Navigating Kubernetes Networking in Public and Private clouds
1.0 Introduction
In this blog we will take a look at networking options for deploying Kubernetes (k8s) Clusters in Public and Private Clouds. I will describe what Container Networking Interface (CNI) is, discuss various CNI plugins, qualify various CNIs for Kubernetes clusters in public vs private cloud, and attempt to make recommendations.
2.0 Container Network Interface (CNI)
CNI that stands for Container Network Interface, is a standard designed to configure networking for a container during its lifecycle. The CNI specification, implemented as a network plugin or CNI plugin, interfaces with the container runtime and is responsible for inserting a network interface into the container network namespace and making any necessary changes on the host.
In the context of Kubernetes, the cluster configuration provides information on the network a pod should join and the plugin that is needed. This allows kubelet to automatically configure networking for the pods it starts by calling the plugins it finds. The plugin adds the interface into the pod/container network namespace as one side of a veth pair. It then makes changes on the host machine, including wiring up the other part of the veth to a network bridge. Afterwards, it allocates an IP address and sets up routes by calling a separate IPAM (IP Address Management) plugin.
The CNIs plugins that depend on Linux Networking Stack use the linux kernel packet forwarding and routing functionality to move packets between containers and nodes. The physical interfaces on the nodes are connected directly to the networking stack and a combination of routing (for example BGP) and/or tunneling is used for multi host overlay networking.
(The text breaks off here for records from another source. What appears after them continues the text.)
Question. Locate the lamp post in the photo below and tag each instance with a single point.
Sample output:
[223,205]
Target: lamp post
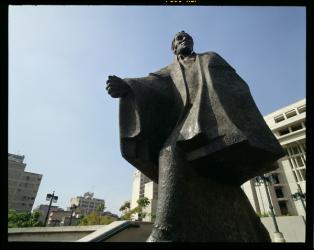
[278,236]
[72,208]
[299,196]
[51,198]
Similarly, the CNI plugins can also work with software virtual switches/forwarders such as OpenvSwitch or VPP (Vector Packet Processing) running on each node. The physical interfaces of the node and containers are connected to the virtual switch, and connectivity is achieved by programming the virtual switch. The CNI plugin can program these OVS switches either directly or via software defined networking abstractions. The software forwarder typically runs in user space (as opposed to kernel space) and can provide enhanced traffic forwarding performance.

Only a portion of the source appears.